We introduce a new method for real-time studies of membrane scaling and biofouling on thin film composite membranes (TFC) in reverse osmosis and nanofiltration water treatment using in-situ small-angle neutron scattering (SANS). SANS delivers information on nano and microscopic structures that support the interpretation of relevant engineering parameters such as membrane permeability and water flux. A flow cell high pressure SANS is described, followed by SANS characterization of TFC membranes finding ~0.5μm large cavities and ~300Å diameter large rod-like cavities inside the non-woven polyester and micro-porous polysulfone layer, respectively. In-situ desalination experiments in cross-flow mode at an applied pressure of 6bars and feed flow velocity of 0.2cm/s are followed.
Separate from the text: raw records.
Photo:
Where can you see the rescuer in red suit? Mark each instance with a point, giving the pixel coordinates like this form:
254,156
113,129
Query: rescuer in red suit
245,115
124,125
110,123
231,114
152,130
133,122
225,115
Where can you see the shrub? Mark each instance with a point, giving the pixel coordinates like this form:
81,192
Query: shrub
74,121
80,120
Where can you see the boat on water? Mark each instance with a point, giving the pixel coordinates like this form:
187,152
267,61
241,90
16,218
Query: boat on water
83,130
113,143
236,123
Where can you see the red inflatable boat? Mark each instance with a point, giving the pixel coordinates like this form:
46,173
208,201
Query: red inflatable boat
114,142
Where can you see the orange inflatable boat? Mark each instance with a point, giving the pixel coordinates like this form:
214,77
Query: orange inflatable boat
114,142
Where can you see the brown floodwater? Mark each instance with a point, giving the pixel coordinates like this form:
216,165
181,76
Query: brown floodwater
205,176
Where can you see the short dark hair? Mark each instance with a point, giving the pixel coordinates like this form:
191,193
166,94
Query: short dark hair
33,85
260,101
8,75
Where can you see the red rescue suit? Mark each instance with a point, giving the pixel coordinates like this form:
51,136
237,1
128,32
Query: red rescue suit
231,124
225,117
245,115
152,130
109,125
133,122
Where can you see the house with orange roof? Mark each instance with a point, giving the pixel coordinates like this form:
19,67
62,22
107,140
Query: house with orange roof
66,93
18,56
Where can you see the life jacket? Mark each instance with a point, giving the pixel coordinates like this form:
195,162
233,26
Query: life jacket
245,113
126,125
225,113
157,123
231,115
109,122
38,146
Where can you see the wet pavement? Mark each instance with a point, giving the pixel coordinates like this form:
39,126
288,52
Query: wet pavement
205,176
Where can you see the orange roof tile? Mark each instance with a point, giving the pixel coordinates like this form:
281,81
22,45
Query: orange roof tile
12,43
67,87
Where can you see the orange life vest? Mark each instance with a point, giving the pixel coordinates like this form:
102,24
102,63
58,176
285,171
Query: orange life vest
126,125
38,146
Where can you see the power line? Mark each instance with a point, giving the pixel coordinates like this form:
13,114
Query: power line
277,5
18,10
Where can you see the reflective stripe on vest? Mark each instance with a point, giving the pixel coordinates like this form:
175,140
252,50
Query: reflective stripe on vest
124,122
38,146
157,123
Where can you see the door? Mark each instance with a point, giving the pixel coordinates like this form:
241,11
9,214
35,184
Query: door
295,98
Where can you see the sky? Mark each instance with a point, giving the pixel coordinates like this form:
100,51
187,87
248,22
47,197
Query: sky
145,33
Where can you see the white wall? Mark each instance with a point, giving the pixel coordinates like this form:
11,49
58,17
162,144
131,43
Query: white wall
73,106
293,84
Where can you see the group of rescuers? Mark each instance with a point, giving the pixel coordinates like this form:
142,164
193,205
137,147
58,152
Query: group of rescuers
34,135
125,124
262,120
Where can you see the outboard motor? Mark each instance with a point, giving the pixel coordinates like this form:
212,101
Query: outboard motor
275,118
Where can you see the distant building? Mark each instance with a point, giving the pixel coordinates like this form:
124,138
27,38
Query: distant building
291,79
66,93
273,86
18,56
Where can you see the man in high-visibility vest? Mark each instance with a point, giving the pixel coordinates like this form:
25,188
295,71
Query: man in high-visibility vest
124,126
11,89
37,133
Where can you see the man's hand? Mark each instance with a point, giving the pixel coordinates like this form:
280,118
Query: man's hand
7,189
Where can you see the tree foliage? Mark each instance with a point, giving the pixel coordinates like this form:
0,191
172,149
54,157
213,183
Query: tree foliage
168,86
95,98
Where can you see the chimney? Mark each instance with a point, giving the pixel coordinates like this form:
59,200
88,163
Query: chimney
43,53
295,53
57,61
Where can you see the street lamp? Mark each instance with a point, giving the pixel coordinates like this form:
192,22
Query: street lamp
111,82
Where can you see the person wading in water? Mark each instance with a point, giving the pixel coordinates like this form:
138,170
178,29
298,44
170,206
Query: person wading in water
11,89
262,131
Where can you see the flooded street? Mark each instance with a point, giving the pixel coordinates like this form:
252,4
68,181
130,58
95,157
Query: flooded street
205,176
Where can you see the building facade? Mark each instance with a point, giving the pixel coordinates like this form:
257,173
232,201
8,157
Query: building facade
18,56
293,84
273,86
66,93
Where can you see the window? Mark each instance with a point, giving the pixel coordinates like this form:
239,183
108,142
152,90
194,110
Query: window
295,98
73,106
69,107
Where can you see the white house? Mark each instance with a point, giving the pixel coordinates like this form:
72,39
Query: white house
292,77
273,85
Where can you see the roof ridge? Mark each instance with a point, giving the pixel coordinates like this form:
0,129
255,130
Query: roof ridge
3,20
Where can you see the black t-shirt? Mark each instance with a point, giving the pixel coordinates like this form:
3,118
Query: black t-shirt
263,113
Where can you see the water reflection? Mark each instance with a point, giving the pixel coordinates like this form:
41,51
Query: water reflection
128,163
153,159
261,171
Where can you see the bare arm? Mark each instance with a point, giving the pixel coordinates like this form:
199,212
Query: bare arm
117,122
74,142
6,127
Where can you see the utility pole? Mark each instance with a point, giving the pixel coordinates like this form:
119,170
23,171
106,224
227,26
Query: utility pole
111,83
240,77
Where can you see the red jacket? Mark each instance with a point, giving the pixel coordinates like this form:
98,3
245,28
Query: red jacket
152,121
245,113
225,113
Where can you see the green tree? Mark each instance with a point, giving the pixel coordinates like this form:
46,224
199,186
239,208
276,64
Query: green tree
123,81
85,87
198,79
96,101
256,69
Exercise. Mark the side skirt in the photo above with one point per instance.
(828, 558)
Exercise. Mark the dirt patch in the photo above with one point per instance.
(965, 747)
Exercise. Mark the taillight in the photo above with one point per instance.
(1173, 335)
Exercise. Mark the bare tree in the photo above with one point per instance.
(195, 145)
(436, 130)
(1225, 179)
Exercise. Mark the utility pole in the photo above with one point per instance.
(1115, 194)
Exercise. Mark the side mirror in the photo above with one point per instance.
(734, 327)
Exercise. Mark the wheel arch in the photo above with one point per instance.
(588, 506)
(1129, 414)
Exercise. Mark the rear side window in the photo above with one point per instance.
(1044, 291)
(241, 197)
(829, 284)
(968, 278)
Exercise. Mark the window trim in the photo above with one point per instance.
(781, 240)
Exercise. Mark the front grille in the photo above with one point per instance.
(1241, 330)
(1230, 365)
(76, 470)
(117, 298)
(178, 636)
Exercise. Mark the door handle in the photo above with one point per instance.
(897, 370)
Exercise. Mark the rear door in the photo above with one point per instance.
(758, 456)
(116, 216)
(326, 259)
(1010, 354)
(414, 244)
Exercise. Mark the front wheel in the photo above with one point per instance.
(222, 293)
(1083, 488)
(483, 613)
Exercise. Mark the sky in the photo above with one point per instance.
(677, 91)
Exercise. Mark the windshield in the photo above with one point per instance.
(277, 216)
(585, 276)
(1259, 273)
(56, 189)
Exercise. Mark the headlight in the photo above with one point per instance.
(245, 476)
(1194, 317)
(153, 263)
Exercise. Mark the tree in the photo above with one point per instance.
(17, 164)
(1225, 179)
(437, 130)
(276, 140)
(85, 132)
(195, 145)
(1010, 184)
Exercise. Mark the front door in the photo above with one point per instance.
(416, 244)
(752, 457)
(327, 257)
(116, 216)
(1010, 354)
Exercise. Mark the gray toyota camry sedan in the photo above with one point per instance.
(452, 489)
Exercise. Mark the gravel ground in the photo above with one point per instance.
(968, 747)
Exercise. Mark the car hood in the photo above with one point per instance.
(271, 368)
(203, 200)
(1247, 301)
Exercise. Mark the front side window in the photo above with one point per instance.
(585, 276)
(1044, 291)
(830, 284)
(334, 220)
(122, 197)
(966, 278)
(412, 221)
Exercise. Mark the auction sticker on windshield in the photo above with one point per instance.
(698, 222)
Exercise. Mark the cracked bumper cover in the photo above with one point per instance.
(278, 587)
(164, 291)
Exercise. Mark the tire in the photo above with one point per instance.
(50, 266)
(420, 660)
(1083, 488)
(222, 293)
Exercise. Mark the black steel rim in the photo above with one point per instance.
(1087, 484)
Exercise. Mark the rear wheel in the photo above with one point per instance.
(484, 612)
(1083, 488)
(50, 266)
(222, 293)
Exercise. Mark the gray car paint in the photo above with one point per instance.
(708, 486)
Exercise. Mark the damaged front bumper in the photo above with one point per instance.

The scattering cross-section times sample thickness (μt=Σt×DS) derived from the transmission coefficient shows an overall enhancement due to newly formed scattering centers which is accompanied by a reduced membrane permeability measured simultaneously. This observation is supported by enhanced scattering of the membrane due to μm large domains of mass fractal structure. The addition of the protein BSA to the feed after desalination of 30h effectuates strong enhancement of the permeability accompanied by a about a 50% decline of μm large scattering centers.